STERAWE ANAK-ANAK

NGUKUR DAN NYEDENGIN

CERITA PUASA ANAK BETAWI

Pengantar

Ahlan wasahlan syahri Ramadan.

Bulan puasa ini, laman www.kebudayaanbetawi.com menurunkan artikel berseri hal-ihwal atau sisik melik puasa dalam masyarakat Betawi. Artikel ini ditulis Yahya Andi Saputra, Wakil Ketua Lembaga Kebudayaan Betawi (LKB) Bidang Penelitian dan Pengembangan. Semoga tulisan ini (ditulis dengan gaya bercerita) bermanfaat bagi pembaca dan peminat masalah-masalah kebetawian lainnya. Mari kita menyambut bulan suci Ramadan dengan girang. Dengan girang saja, Allah jamin haram jasad kita disentuh api neraka. Semoga ibadah puasa kita menjadi ibadah yang berdampak pada kehidupan sosial sehari-hari. Dampak wata’awanu ‘alal birri wattaqwa dan ketakwaan sosial yang nyata.

Salamat puasa. Raih predikat takwa.

NGUKUR DAN NYEDENGIN

Salah satu yang sangat ditunggu-tunggu oleh anak-anak pada bulan puasa adalah diajak ngukur dan nyedengin. Ngukur maksudnya mengukur baju dan celana. Nyedengin maksudnya memakai baju dan celana yang sudah ada untuk mendapat ukuran sesuai dengan besar kecil tinggi pendek badan kita. JIka dituntun diajak ngukur, waduuuhhh badan rasanya melayang. Girang enggak ketulungan.

Bagi anak kampung dai keluarga biasa, mengganti dan memakai baju baru hanya dimungkinkan pada saat lebaran. Oleh karena itu, setelah puasa masuk hari ke-10 (banya yang sudah ngukur sejak awal puasa), saya diajak Babe ngukur ke tukang jait (Jahit). Dulu di kampung saya orang yang buka jaitan antara lain H. Tirih (H. Syatirih), Bang Karim, Bang Tab (Tabronih). Karena kepandaian jahit-menjahit yang dikuasai Bang Karim dan Bang Tab, maka keduanya kemudian diterima bekerja di Rumah Sakit Fatmawati, Jakarta Selatan.

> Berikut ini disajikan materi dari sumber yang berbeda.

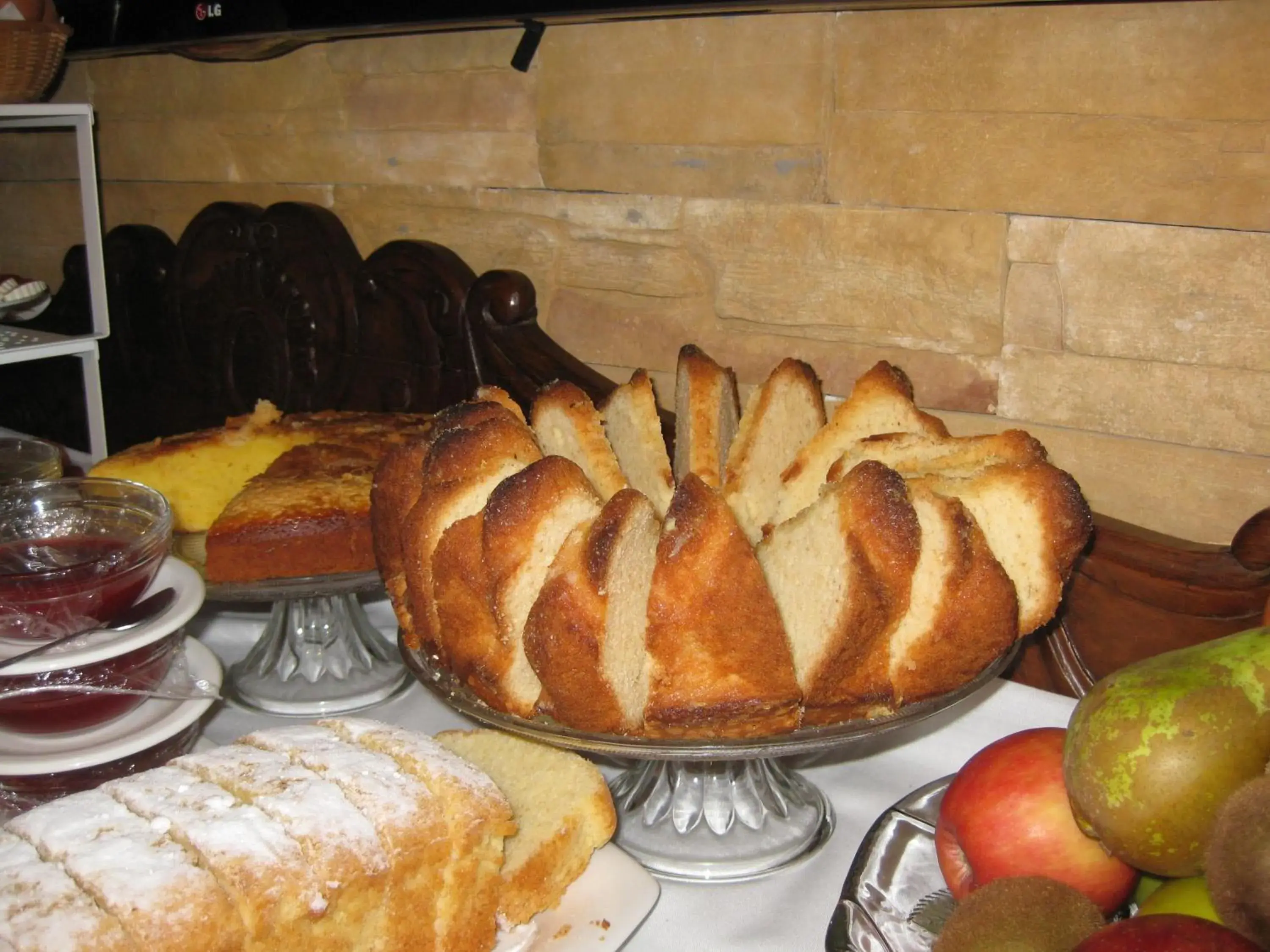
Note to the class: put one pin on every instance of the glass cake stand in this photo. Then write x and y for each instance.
(318, 653)
(707, 810)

Saya tidak tahu dari mana kemahiran jahit-menjahit yang dikuasai oleh H. Tirih, Bang Karim, dan Bang Tab. Ketiganya sudah meninggal. Beberapa model pakaian dapat dibuatnya. Misalnya baju koko (sekarang disebut sadariah), gamis, pangsi (baju kampret), dan safari. Di ruang tempat menjahit saya lihat ada dua mesin jahit enjot merek Singer dan Butterflay. Tergeletak juga gunting, meteran, garisan, pinsil/kapur, kertas pola, jarum pentol, jepitan, dan beberapa lainnya. Di tahun-ahun kemudian dilenkapi dengan mesin obras. Sampai tutup (karena mesara tua) mereka tidak pernah menggunakan mesin jahit listrik.

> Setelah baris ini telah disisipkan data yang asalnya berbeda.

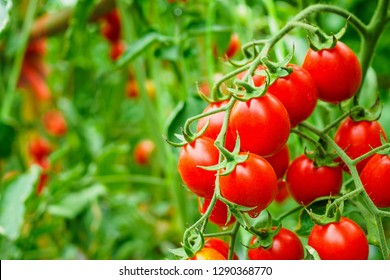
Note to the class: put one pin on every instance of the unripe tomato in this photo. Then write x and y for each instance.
(343, 240)
(215, 124)
(142, 151)
(336, 72)
(219, 245)
(262, 123)
(280, 161)
(219, 214)
(306, 182)
(376, 180)
(55, 123)
(207, 254)
(201, 152)
(252, 183)
(285, 246)
(358, 138)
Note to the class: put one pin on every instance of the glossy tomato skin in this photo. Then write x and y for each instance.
(286, 246)
(55, 123)
(358, 138)
(344, 240)
(262, 123)
(306, 182)
(219, 245)
(201, 152)
(207, 254)
(143, 151)
(336, 72)
(215, 124)
(280, 161)
(252, 183)
(219, 214)
(375, 178)
(297, 92)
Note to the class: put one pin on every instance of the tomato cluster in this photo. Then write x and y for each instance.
(255, 143)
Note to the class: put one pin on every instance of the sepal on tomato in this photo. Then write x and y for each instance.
(319, 40)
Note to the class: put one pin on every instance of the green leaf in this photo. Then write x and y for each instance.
(7, 137)
(140, 46)
(74, 203)
(12, 207)
(305, 223)
(184, 110)
(5, 7)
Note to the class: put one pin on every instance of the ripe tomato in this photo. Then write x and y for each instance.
(117, 49)
(358, 138)
(201, 152)
(39, 148)
(280, 161)
(215, 124)
(282, 194)
(142, 151)
(234, 46)
(219, 245)
(252, 183)
(306, 182)
(293, 90)
(262, 123)
(336, 72)
(219, 214)
(286, 246)
(376, 180)
(55, 123)
(297, 92)
(207, 254)
(344, 240)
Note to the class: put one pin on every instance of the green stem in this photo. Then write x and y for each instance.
(17, 66)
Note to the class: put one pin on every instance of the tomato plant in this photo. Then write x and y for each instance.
(286, 246)
(343, 240)
(306, 181)
(339, 65)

Saya biasanya dibikinin baju dari cit (bahan pakaian) warna putih dan celana warna hitan atau biru. Pilihan warna ini diutamakan karena selepas lebaran baju dan celana ini dapat dipakai sekolah. Memang umumnya pakaian sekolah berwarna putih dan hanya punya satu stel. Saya tidak tahu apakah buju baru itu berbahan nilon, katun, linen atau dril. Saya hanya kenal nama citoron atau tetoron dan hero. Saya sangat girang karena sudah dibikinin baju baru.

Saya ingat, kami yang berumur di bawah 15 tahun dibuatkan baju tangan pendek dan celanan pendek. Sementara abang-abang yang sudah sekolah PGA dan SMEA dibuatkan celana ulur (celana panjang) dan baju tangan panjang. Biasanya yang sudah perjaka dibebaskan mencari bahan dan ngukur ke tukan jahit sendiri. Waktu sudah masuk sekolah Madrasah Aliyah Nurussadatain, saya pun bebas pergi ke tukang jahit.

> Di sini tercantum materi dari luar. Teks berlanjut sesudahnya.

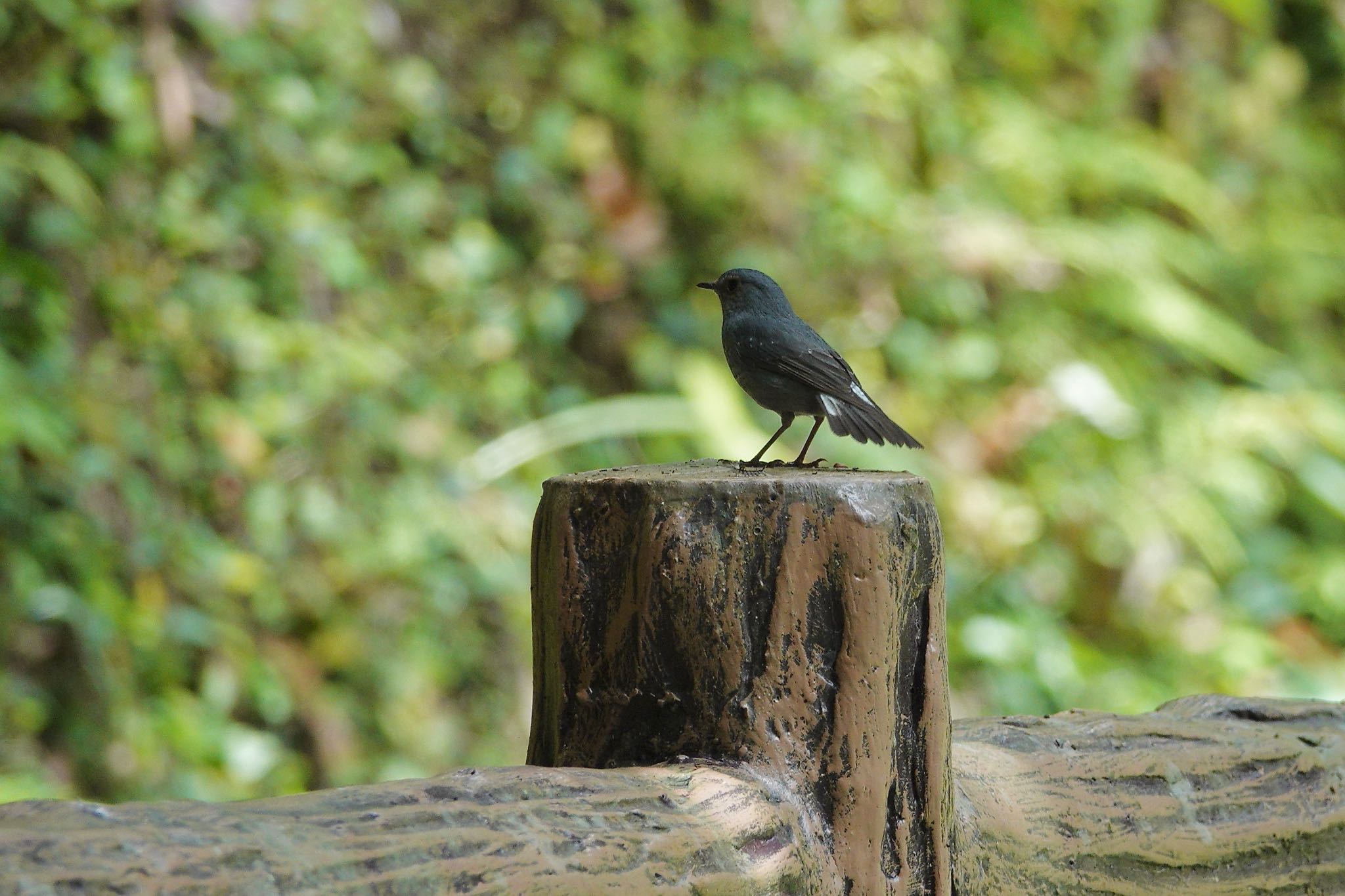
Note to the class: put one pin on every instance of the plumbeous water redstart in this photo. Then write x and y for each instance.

Baju anak-anak muda era 70an

Model celana yang trend waktu itu adalah cutbray. Abang-abang saya pun bikin celana cutbray. Kalau mereka sedang berjalan bersama atau beriringan sering kami teriaki “woooiii… pake celana nyapuin jalanan…”. Waktu SMA, saya pun memakai celana cutbray. Sayangnya saya kurang memperhatikan baju yang dibikin untuk enyak, empok dan adik-adik perempuan. Tapi dari obrolan di antara mereka, saya dengar baju bebe, kurung, panjang, dan kebaya. Baju bebe mungkin dipengaruhi baju yang dipakai indo berupa baju terusan gaun dan rok.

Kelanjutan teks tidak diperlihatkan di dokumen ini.